The Herman Trend Alert|
November 11, 2009
Gimme that Online Religion
What is the best place to build a church today? The World Wide Web, of course.
"LifeChurch.tv", an Oklahoma mega-church, founded the first Internet church in 2006. This leading-edge organization had already expanded to include bricks and mortar locations in several cities of the United States, when its pastors launched what they now call their "Church Online".
Now broadcasting more than 25 online services weekly, LifeChurch.tv says its services collectively draw "up to 60,000 unique views weekly" and their broadcasts draw viewers from more than 140 countries. Seeking to attract the not-so-religious, the congregation buys Google ad words "sex" or "naked ladies", so people searching for these words will see an ad inviting them to a worship service instead.

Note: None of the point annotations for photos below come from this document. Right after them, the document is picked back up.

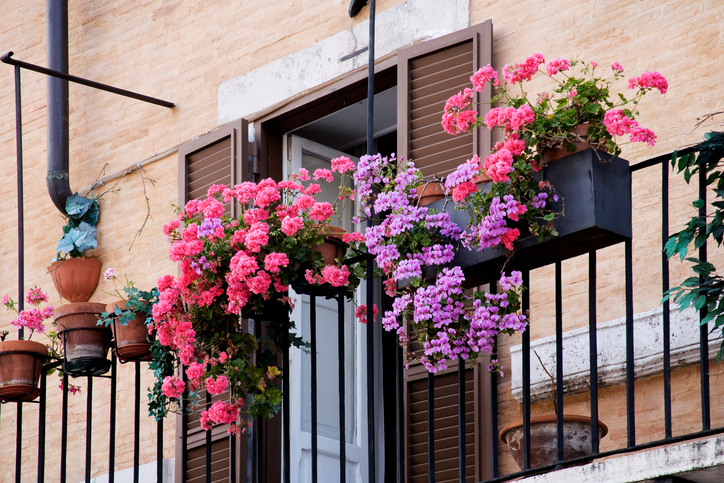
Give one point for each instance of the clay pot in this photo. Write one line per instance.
(85, 342)
(333, 246)
(132, 341)
(581, 131)
(75, 279)
(429, 192)
(20, 364)
(544, 436)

Then there is the Flamingo Road Church. With five physical campuses in Florida, their Internet Campus provides online services for adults on Saturday and Sunday, for youth on Wednesdays, and for kids on Saturday afternoon. The Internet Campus is fully interactive and features a dedicated Internet pastor, live chat in an online "lobby", Bible study, one-on-one prayer through Instant Messenger (IM), and communion. (Viewers use their own bread and wine or water.)
There is no exact count of these interactive online campuses. Studying and supporting innovative churches, The Leadership Network has found at least 40. The churches cited here report they receive calls regularly from other pastors starting their own.

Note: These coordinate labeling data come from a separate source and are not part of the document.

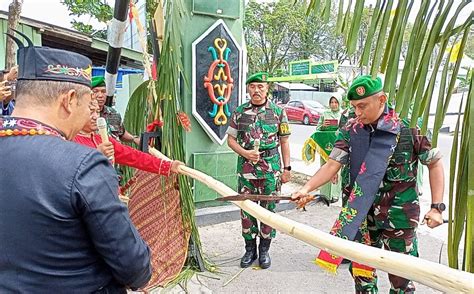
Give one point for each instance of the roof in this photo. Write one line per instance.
(63, 38)
(295, 86)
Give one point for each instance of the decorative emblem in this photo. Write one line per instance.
(217, 85)
(360, 90)
(223, 82)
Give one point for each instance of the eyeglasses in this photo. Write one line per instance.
(97, 91)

There is even a book, titled "Finding Faith on the Internet". Edited by Lorne L. Dawson and Douglas E. Cowan, this book provides and in-depth introduction to this flourishing new religious reality. From cyber-pilgrimages to neo-pagan chat room communities, the editors address a wide variety of core issues including youth, religion and the Internet, new religious movements, propaganda, and innovation.
Expect more religious institutions of all denominations worldwide to capitalize on the growth and popularity of this technology and appeal to a wider audience on the Internet. This expansion to religious opportunity will result in the exposure of more young people to a wider variety of worship alternatives. Eventually all large (and some smaller) religious organizations will offer online worship options.